Africa, in the film at least, was beautiful and fairly empty, except for the wildlife, the natives, and the fuddy-duddy colonists. And Redford and Streep.

I have never been to sub-Saharan Africa, and I guess never will be. People who go as tourists generally go for camera safaris and love it  The politics, the economies, the cities rarely make the news.

Nairobi wasn’t founded until the very end of the 19th century. During the time the film was set, it looked something like this:

By the time I was born, it had grown to a population of about 100,000. But today, Nairobi has about 4,500,000 residents and Kenya has over 50 million. This is contemporary Nairobi.

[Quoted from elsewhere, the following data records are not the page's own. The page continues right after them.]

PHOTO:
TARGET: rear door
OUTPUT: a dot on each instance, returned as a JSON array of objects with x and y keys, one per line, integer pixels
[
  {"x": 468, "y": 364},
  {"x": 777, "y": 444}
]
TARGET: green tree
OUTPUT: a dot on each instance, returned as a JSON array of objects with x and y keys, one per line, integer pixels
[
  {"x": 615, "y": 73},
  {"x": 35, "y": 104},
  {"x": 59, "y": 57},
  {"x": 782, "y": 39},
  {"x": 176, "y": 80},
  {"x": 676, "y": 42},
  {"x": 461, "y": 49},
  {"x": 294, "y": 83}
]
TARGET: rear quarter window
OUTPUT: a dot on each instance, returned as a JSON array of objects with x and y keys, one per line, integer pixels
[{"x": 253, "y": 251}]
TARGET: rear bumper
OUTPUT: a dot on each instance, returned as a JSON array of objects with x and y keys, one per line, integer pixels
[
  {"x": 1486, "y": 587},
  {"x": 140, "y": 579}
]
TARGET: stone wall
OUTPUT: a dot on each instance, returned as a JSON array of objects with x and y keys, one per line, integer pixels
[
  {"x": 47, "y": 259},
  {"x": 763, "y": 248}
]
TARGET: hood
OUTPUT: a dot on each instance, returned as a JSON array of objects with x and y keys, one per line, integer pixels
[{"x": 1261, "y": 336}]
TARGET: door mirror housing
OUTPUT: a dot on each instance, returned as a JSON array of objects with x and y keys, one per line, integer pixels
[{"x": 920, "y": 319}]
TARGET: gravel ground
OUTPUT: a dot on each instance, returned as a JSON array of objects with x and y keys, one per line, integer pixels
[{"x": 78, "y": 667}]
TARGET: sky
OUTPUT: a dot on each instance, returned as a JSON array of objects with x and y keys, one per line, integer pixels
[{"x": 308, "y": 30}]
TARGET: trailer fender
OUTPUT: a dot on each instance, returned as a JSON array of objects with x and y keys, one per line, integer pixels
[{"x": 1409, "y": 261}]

I don’t know much about Kenya today. My smart phone tells me that the cost of living and inflation are high, as are urban crime rates. Sound familiar? Add  in high unemployment rates, something we don’t have (or maybe we do but it’s hidden because of how we measure employment). And, just like here, it’s apparently safe for tourists more or less.

Kenya and the rest of Africa are becoming more and more central to world economic growth. As they say, Africa is the future. Actually, I am not sure that anyone says that, but they probably do. They should.

I have two personal memories of Nairobi. First, in the 1950s, I was a big fan of Ernie Kovacs. Remember his Nairobi Trio?

Did anyone even think this might not be politically correct?

And then, when I was at Yale at law school, there was this extraordinarily attractive and always dressed to the nines young woman (known then as a girl) who would show up at events now and then, and put everyone in awe. Was she a Yale graduate student (this was before undergraduate Yale went co-ed), a student elsewhere, or what? If I knew them, I don’t remember now. But I learned she was an Ismaili Muslim (think the  Aga Khan), very rich, very smart……and from Nairobi.

My guess is she is no longer in either Nairobi or New Haven. Her name? I don’t think I ever knew it. Her name was not important.